1. Use a PCI-Compliant Payment Gateway
The use of a payment gateway such as My Payment Savvy which is PCI-compliant will enable encrypted transactions and secure transfer of cardholder information. In addition, it will give you the merchant, complete control over your payment logic. This absolute control means you can respond without delay in case of a problem. The outcome is a reduced volume of chargebacks. You could also consider using
anti-fraud tools such as an AVS (Address Verification System).
2. Improve shipping
It is worth noting that a company which takes weeks to deliver products to their destinations will attract more chargebacks. Try to keep the shipping time to the minimum and clearly communicate the said time to the consumers. In addition, send a confirmation email following purchase and another once the product is shipped with shipping details and tracking information. Also, keep them informed of any delivery delays.
3. Streamline Cancellations and Returns
A return costs far less than a chargeback. So if consumers wish to cancel or return a purchase, having a straightforward, no-hassle-policy for the same can reduce the chances of them pursuing a chargeback. Your refund policy should be visible to consumers prior to the transaction. Make sure it is also there on sales receipts.

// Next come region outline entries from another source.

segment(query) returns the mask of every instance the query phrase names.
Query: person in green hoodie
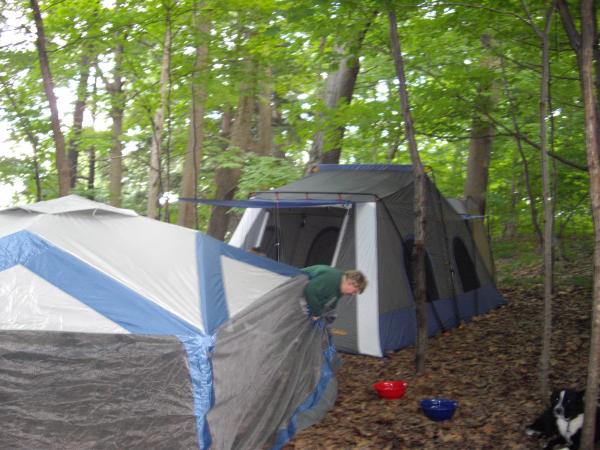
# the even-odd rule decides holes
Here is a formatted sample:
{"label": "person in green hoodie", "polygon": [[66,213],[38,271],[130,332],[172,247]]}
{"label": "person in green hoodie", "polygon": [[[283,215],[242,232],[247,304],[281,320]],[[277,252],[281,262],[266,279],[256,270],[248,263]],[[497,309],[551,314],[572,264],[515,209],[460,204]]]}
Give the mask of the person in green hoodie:
{"label": "person in green hoodie", "polygon": [[304,297],[310,315],[335,319],[335,307],[342,295],[362,294],[367,287],[367,278],[358,270],[342,271],[336,267],[316,265],[302,269],[309,282],[304,288]]}

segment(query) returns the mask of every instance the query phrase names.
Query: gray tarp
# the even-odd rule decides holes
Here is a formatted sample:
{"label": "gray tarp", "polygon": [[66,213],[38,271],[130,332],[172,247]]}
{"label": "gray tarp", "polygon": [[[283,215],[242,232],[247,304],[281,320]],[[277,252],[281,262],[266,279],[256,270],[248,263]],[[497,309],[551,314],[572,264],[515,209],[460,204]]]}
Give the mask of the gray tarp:
{"label": "gray tarp", "polygon": [[0,332],[0,449],[198,448],[175,337]]}
{"label": "gray tarp", "polygon": [[[299,276],[274,289],[252,308],[225,323],[213,355],[215,405],[208,426],[216,449],[270,448],[321,378],[327,333],[302,311]],[[318,421],[336,397],[332,378],[297,427]]]}

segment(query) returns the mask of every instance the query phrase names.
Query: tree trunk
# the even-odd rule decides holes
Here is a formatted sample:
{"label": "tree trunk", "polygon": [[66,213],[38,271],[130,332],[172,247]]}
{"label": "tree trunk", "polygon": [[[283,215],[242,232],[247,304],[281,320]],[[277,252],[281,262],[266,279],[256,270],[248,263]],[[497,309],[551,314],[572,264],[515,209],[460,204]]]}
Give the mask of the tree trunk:
{"label": "tree trunk", "polygon": [[44,23],[40,13],[40,7],[37,0],[30,0],[30,5],[33,11],[33,19],[37,32],[36,46],[42,71],[42,81],[44,83],[44,91],[46,93],[46,99],[48,100],[48,106],[50,107],[50,122],[52,125],[52,135],[54,136],[56,168],[58,170],[58,195],[62,197],[68,195],[70,191],[69,163],[65,154],[65,137],[60,129],[60,118],[58,115],[56,95],[54,94],[54,81],[48,62],[46,35],[44,32]]}
{"label": "tree trunk", "polygon": [[38,161],[40,141],[35,134],[33,125],[29,121],[29,118],[23,112],[21,107],[19,106],[19,103],[17,102],[16,96],[14,94],[14,91],[11,89],[10,83],[4,77],[2,78],[1,83],[2,83],[2,87],[3,87],[2,95],[4,95],[10,102],[13,112],[19,121],[19,126],[21,127],[21,131],[23,131],[23,133],[27,137],[27,141],[31,145],[31,150],[33,153],[33,157],[32,157],[33,164],[32,165],[33,165],[33,177],[34,177],[33,179],[34,179],[34,183],[35,183],[35,198],[39,202],[39,201],[43,200],[42,182],[40,180],[40,164]]}
{"label": "tree trunk", "polygon": [[79,62],[79,83],[77,85],[77,100],[73,111],[73,128],[69,139],[69,171],[71,178],[69,186],[73,189],[77,183],[77,160],[79,158],[79,145],[81,144],[81,130],[83,128],[83,113],[88,95],[88,79],[90,77],[90,57],[88,48],[84,48]]}
{"label": "tree trunk", "polygon": [[[253,65],[250,61],[246,62],[247,79],[251,79]],[[231,130],[231,144],[228,152],[248,151],[252,143],[251,126],[252,111],[254,106],[254,97],[252,95],[252,84],[249,81],[242,82],[240,87],[240,99],[238,108]],[[241,168],[218,168],[215,173],[215,198],[231,200],[237,190],[237,184],[241,176]],[[229,226],[229,208],[216,206],[213,208],[208,223],[207,233],[219,240],[224,240]]]}
{"label": "tree trunk", "polygon": [[264,79],[260,82],[258,98],[258,144],[256,154],[271,156],[273,154],[273,80],[270,67],[264,70]]}
{"label": "tree trunk", "polygon": [[[481,106],[481,105],[480,105]],[[494,126],[480,116],[473,118],[465,181],[465,201],[475,204],[479,214],[485,214],[488,173],[492,154]]]}
{"label": "tree trunk", "polygon": [[[365,35],[376,15],[375,12],[356,37],[356,42],[349,46],[356,49],[356,52],[360,51]],[[312,165],[318,163],[339,163],[345,126],[335,123],[332,112],[342,105],[349,105],[352,101],[354,85],[360,69],[357,55],[345,55],[344,48],[339,45],[334,50],[340,55],[340,63],[337,71],[327,76],[324,97],[326,112],[322,113],[320,117],[323,121],[322,129],[313,137],[308,170]]]}
{"label": "tree trunk", "polygon": [[[196,198],[198,195],[198,171],[202,159],[202,144],[204,141],[204,102],[206,100],[206,83],[208,80],[208,33],[210,23],[206,12],[202,10],[204,3],[194,3],[194,26],[197,33],[196,61],[192,74],[192,108],[190,112],[190,128],[188,132],[187,150],[183,165],[181,181],[181,196]],[[177,223],[187,228],[197,228],[196,204],[191,202],[179,203]]]}
{"label": "tree trunk", "polygon": [[553,254],[553,198],[548,167],[548,132],[546,120],[548,115],[548,87],[550,83],[550,23],[554,13],[553,1],[546,11],[544,30],[539,30],[534,22],[536,33],[542,41],[542,79],[540,89],[540,160],[542,165],[542,195],[544,208],[544,312],[542,327],[542,353],[540,355],[540,388],[542,398],[550,395],[550,344],[552,337],[552,297],[554,291],[554,254]]}
{"label": "tree trunk", "polygon": [[[490,47],[489,36],[482,36],[483,47]],[[496,65],[495,59],[487,59],[483,65],[490,69]],[[485,198],[488,186],[488,174],[492,157],[492,136],[494,125],[488,119],[496,101],[496,87],[493,82],[479,86],[475,104],[475,116],[471,124],[471,141],[467,161],[467,179],[464,198],[477,207],[479,214],[485,215]]]}
{"label": "tree trunk", "polygon": [[123,115],[125,110],[125,95],[121,75],[123,64],[123,45],[117,44],[114,50],[115,67],[113,82],[107,86],[110,92],[110,118],[112,120],[110,149],[110,204],[120,207],[122,203],[123,178]]}
{"label": "tree trunk", "polygon": [[406,76],[404,74],[404,61],[402,59],[402,50],[400,48],[400,39],[398,38],[396,13],[391,6],[388,10],[388,20],[390,25],[390,41],[392,47],[392,55],[394,57],[394,65],[396,76],[398,78],[398,90],[400,94],[400,104],[402,107],[402,117],[404,118],[404,126],[406,130],[406,139],[408,141],[408,150],[413,164],[415,177],[415,243],[412,253],[412,267],[414,270],[415,280],[415,301],[416,301],[416,316],[417,316],[417,342],[416,342],[416,371],[417,374],[422,374],[425,370],[426,350],[427,350],[427,289],[425,286],[425,217],[426,209],[426,178],[417,142],[415,140],[415,132],[410,113],[410,103],[408,101],[408,91],[406,88]]}
{"label": "tree trunk", "polygon": [[594,447],[600,354],[600,156],[598,154],[598,117],[593,78],[595,27],[592,3],[593,0],[581,0],[581,81],[585,111],[585,144],[594,219],[594,298],[581,448]]}
{"label": "tree trunk", "polygon": [[506,68],[504,63],[504,57],[500,58],[500,63],[502,67],[502,79],[504,82],[504,92],[506,98],[508,99],[508,103],[510,105],[510,115],[513,124],[513,131],[515,136],[515,142],[517,144],[517,150],[519,151],[519,155],[521,155],[521,163],[523,164],[523,178],[525,183],[525,189],[527,190],[527,196],[529,197],[529,211],[531,213],[531,224],[535,231],[535,234],[538,238],[538,244],[542,245],[543,234],[538,223],[538,214],[536,207],[535,196],[533,195],[533,189],[531,187],[531,180],[529,177],[529,162],[527,160],[527,156],[525,155],[525,151],[523,150],[523,143],[521,142],[521,130],[519,128],[519,122],[517,121],[517,116],[515,114],[515,104],[512,98],[512,93],[508,85],[507,77],[506,77]]}
{"label": "tree trunk", "polygon": [[96,147],[90,145],[88,148],[88,180],[87,180],[87,198],[94,199],[94,184],[96,182]]}
{"label": "tree trunk", "polygon": [[150,168],[148,172],[148,204],[146,217],[158,218],[158,201],[160,197],[160,156],[162,134],[165,121],[165,108],[168,102],[169,73],[171,70],[171,12],[166,6],[165,41],[160,72],[160,104],[154,113],[152,122],[152,143],[150,144]]}

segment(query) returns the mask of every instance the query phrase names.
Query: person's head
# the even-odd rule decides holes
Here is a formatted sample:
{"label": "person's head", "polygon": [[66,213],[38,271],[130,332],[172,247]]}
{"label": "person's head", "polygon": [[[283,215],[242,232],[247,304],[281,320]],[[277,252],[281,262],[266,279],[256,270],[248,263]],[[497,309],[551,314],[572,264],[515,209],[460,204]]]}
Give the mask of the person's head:
{"label": "person's head", "polygon": [[359,270],[347,270],[342,276],[340,292],[343,295],[362,294],[367,287],[367,278]]}
{"label": "person's head", "polygon": [[266,256],[266,253],[265,253],[265,252],[263,252],[263,251],[261,250],[261,248],[260,248],[260,247],[252,247],[252,248],[250,249],[250,252],[251,252],[251,253],[254,253],[254,254],[256,254],[256,255],[260,255],[260,256]]}

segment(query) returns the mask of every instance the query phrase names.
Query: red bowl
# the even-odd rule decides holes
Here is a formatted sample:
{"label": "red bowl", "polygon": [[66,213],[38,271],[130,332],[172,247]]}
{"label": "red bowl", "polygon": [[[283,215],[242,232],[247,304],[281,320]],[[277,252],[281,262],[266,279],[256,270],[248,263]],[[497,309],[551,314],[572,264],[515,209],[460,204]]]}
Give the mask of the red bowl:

4. Provide Quality Customer Service
For a merchant, providing quality customer service should be a priority. Start by ensuring that your team is available online to guide new consumers on how to proceed with shopping and payment with few or nil errors. If you can show your business to be a trustworthy and transparent service provider, consumers would be encouraged to work out a dispute with you first before filing a chargeback request.
When consumers come to you with a dispute, respond to it quickly. If they want a refund, process it at the earliest.
5. Be Clear about the Billing Descriptor
Frequently, consumers ask for a chargeback because of an inability to identify a transaction mentioned in their credit card statement. Do communicate to your consumers what business name would show on their statement. Ideally, go with a descriptor that matches your branding and the name of your website. Provide contact details on the descriptor – a phone number or email or both.
6. Give Lucid Descriptions of your Goods and/or Services
Make sure the products and services on your website have clear and up-to-date descriptions. The idea is that the description the consumers read should match up with the product they receive. This will minimize the likelihood of customer dissatisfaction and thereafter, of a chargeback, claim.
7. Get authorizations for both card-present and card-not-present transactions
When doing an in-person transaction, make sure the consumer’s credit card has not expired. Additionally, if it is a magstripe-only card, make sure that it is signed. If not signed, ask the consumer to sign. The new EMV cards do not require a signature.
If dipping or swiping a card once does not get the transaction authorized, refrain from running the card again or multiple times.
In the case of card-not-present transactions, do get the security code number from the consumers. This is the 3-digits code visible on the back of the card. If doing an authorization by phone, do make note of the authorization code, time, date, credit representative’s name and the amount authorized.
Follow the steps above to reduce chargebacks and steer clear of avoidable fees or worse, closure of your processing account.